Israel hat den Bau eines Feldkrankenhauses im nördlichen Teil des Gazastreifens genehmigt, das von privaten amerikanischen Geldgebern finanziert wird. Am Dienstag brachten neun LKWs von Südisrael aus moderne Ausrüstung sowie medizinische Versorgungsgüter über die Grenze in die Enklave. Das berichtete Ynetnews am Mittwoch. Die Einrichtung soll die medizinische Versorgung der Bewohner des Gazastreifens sicherstellen, die bisher nach Ägypten oder Israel ausreisen bzw. Krankenhäuser der Palästinensischen Autonomiebehörde aufsuchen mussten, um eine notwendige Behandlung zu erhalten. Während die im Gazastreifen herrschende islamistische Terrororganisation Hamas im Bau der medizinischen Einrichtung einen Erfolg der Massenproteste an der Grenze zu Südisrael sieht, teilte Israel mit, derartige Projekte würden nur unterstützt, wenn es an der Gaza-Grenze „verhältnismäßig ruhig“ bleibe.

 

Erste Flugstaffel-Kommandeurin in Israel

Die israelische Luftwaffe hat am Dienstag die erste Kommandeurin einer Flugstaffel ernannt.
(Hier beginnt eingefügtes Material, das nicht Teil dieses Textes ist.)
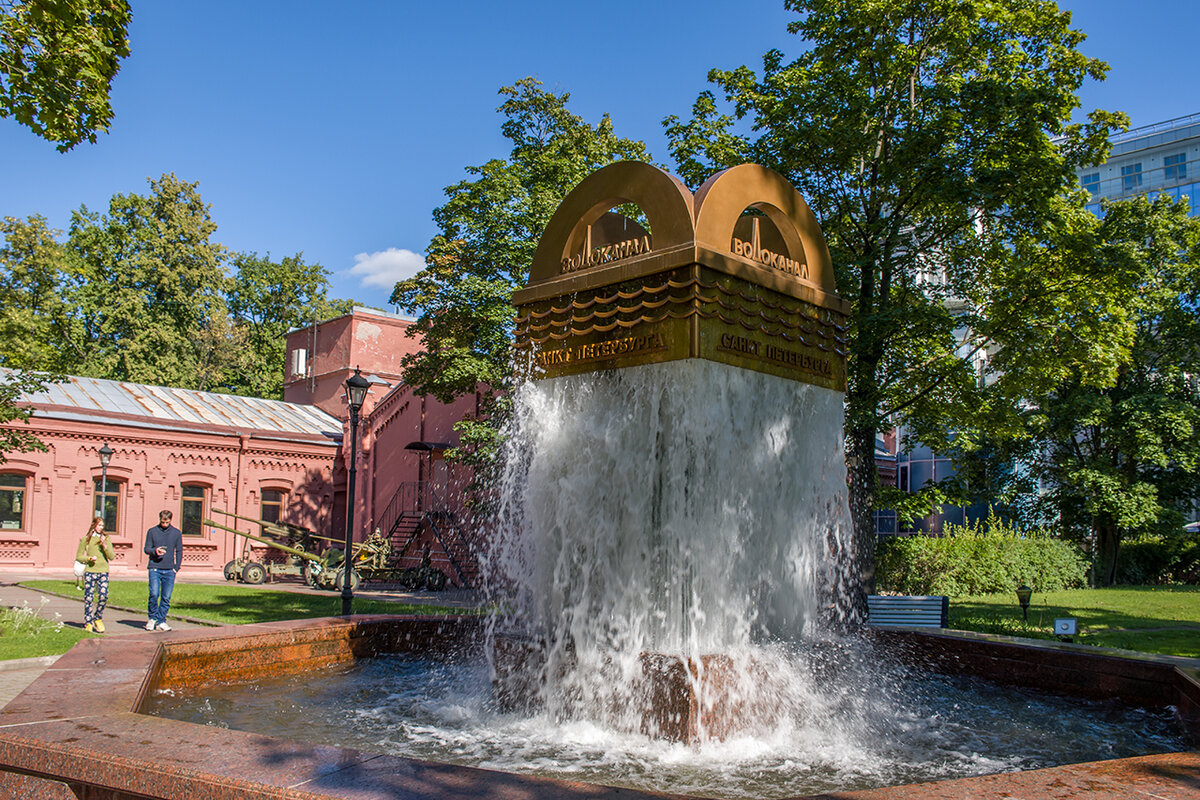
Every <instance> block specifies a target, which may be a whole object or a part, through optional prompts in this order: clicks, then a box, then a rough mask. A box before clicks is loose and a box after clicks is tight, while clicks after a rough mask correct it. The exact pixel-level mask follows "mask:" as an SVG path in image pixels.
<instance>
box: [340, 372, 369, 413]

Oberstleutnant ‚G‘ (aus Sicherheitsgründen wird nur der Anfangsbuchstabe ihres Namens veröffentlicht), Mutter zweier Söhne, wird die Aufklärungsflugstaffel „Nachschon“ anführen, in der sie bereits 2015 bis 2017 als stellvertretende Kommandeurin gedient hat. Luftwaffen-Kommandeur Generalmajor Amikam Norkin nannte ‚G‘ „ein Vorbild und eine Inspiration für tausende Frauen in Israel.“ Während des Unabhängigkeitskriegs 1948-1949 und des Sinai-Feldzugs 1956 dienten Frauen als Piloten der Luftwaffe. In den darauffolgenden Jahren wurden Frauen jedoch aus Kampfeinheiten, darunter der Luftwaffe, ausgeschlossen. 1995 entschied der Oberste Gerichtshof, dass Frauen zur Pilotenausbildung zugelassen werden müssen. Roni Zuckerman, Enkelin von Holocaustüberlebenden, wurde 2001 nach mehr als 45 Jahren die erste weibliche Kampfpilotin Israels.

 

UN-Vollversammlung: Trump ruft zur Anerkennung Israels auf

US-Präsident Donald Trump hat die arabischen Staaten am Dienstag bei seiner Rede vor der UN-Vollversammlung in New York zur Normalisierung ihrer Beziehungen mit Israel aufgefordert. „Es ist das gemeinsame Interesse der Länder der Region, Extremismus zu bekämpfen und wirtschaftliche Möglichkeiten auszubauen“, begründete Trump die Wichtigkeit guter Beziehungen der Staaten im Nahen Osten. Trump kritisierte den Iran für seinen Israelhass und seine Ambitionen eine Atommacht zu werden. Er rief die Staatengemeinschaft dazu auf, dem Iran Einhalt zu gebieten. Der amtierende israelische Premierminister Benjamin Netanjahu ist aufgrund der laufenden Koalitionsverhandlungen nicht nach New York gereist, die israelische Regierung wird durch Israel Katz, Außenminister und Minister für Nachrichtendienste, vertreten. Katz berichtete auf Twitter von einem „faszinierenden Treffen“ mit Vertretern eines nicht näher genannten arabischen Lands, mit dem Israel derzeit keine diplomatischen Beziehungen unterhält. Katz zufolge wurden künftige Kooperationen auf sicherheitspolitischer und ziviler Ebene besprochen.